Friday, April 29, 2005

A couple nights ago I went to a concert where Rahzel, The Shins, and O.A.R. all performed. It was a great concert in the outdoors.

The one thing which greatly disturbed me was the amount of people on the cell phones. There were a great many people who were with their friends, and on the phone looking for their other friends, and trying to find out what they were doing after the concert, while the concert was going on.

I equated this phenomena with the slow demise of human relationships due to the increased reliance of technology, most importantly the cell phone. I know it sounds like I'm going overboard. There really is no point in going out with a bunch of friends, then spending half your time looking for the other friends or finding out what the other group is doing. Sure, one can do this, but why go to a concert with friends, since both entities require a moderate amount of attention, and instead devote all of your attention to a cell phone texting or calling someone else.

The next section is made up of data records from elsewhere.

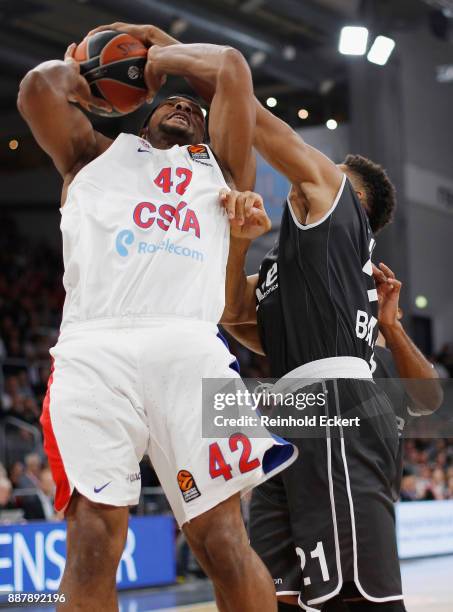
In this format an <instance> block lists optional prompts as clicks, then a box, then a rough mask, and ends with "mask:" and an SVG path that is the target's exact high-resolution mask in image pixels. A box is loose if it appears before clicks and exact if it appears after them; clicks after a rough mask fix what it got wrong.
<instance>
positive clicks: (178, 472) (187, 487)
mask: <svg viewBox="0 0 453 612" xmlns="http://www.w3.org/2000/svg"><path fill="white" fill-rule="evenodd" d="M178 485H179V488H180V489H181V491H189V489H191V488H192V487H193V476H192V474H191V473H190V472H188V471H187V470H180V471H179V472H178Z"/></svg>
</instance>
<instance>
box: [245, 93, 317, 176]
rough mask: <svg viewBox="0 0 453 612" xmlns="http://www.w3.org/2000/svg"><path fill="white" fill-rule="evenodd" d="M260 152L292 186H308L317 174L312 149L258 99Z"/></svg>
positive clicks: (258, 116) (258, 139)
mask: <svg viewBox="0 0 453 612" xmlns="http://www.w3.org/2000/svg"><path fill="white" fill-rule="evenodd" d="M255 105H256V129H255V137H254V143H253V144H254V146H255V148H256V150H257V151H258V152H259V153H260V154H261V155H262V156H263V157H264V159H265V160H266V161H267V162H268V163H269V164H271V166H273V167H274V168H275V169H276V170H277V171H278V172H281V173H282V174H284V175H285V176H286V177H287V178H288V179H289V180H290V181H291V182H292V183H295V184H298V183H302V182H304V180H306V179H307V178H309V177H310V176H311V175H312V174H313V164H312V161H311V159H310V156H309V147H308V145H307V144H306V143H305V142H304V140H303V139H302V137H301V136H300V135H299V134H297V133H296V132H295V131H294V130H293V129H292V128H291V127H290V126H289V125H287V124H286V123H285V122H284V121H282V120H281V119H279V118H278V117H276V116H275V115H273V114H272V113H271V112H270V111H268V110H267V109H266V108H264V106H263V105H262V104H261V103H260V102H259V101H258V100H257V99H256V98H255Z"/></svg>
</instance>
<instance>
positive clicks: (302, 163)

Of course nowadays, most people have accepted this from their friends. And yes, sometimes the phone rings when you're out with other people, and I'm all for the don't answer it policy, or pick it up, see whats going on, and let them know you have someone in your physical presence who you are trying to spend quality time with, and who is not using up all of your minutes. If anyone's phone rings when someone is with me and they choose to carry on with the chit-chat (which I can only assume is chit chat because the part of the conversation I hear is..."Hey!...Not much, just sitting at a cafe with, but I need to go shopping...You are? We should go sometime!" At the end of about 3 minutes of this, I feel I should note the date when my friend is going out with their other friend so I can call and maybe she will talk to me some more. Instead, I always mention, "If you want, we can end early and you can call your friend back." or if I'm real irritated, "Maybe I should just call you so I can get a chance to talk to you."

I'm glad I own my cell phone and my phone doesn't own me. And the emergence of the Blackberry? Don't even get me started.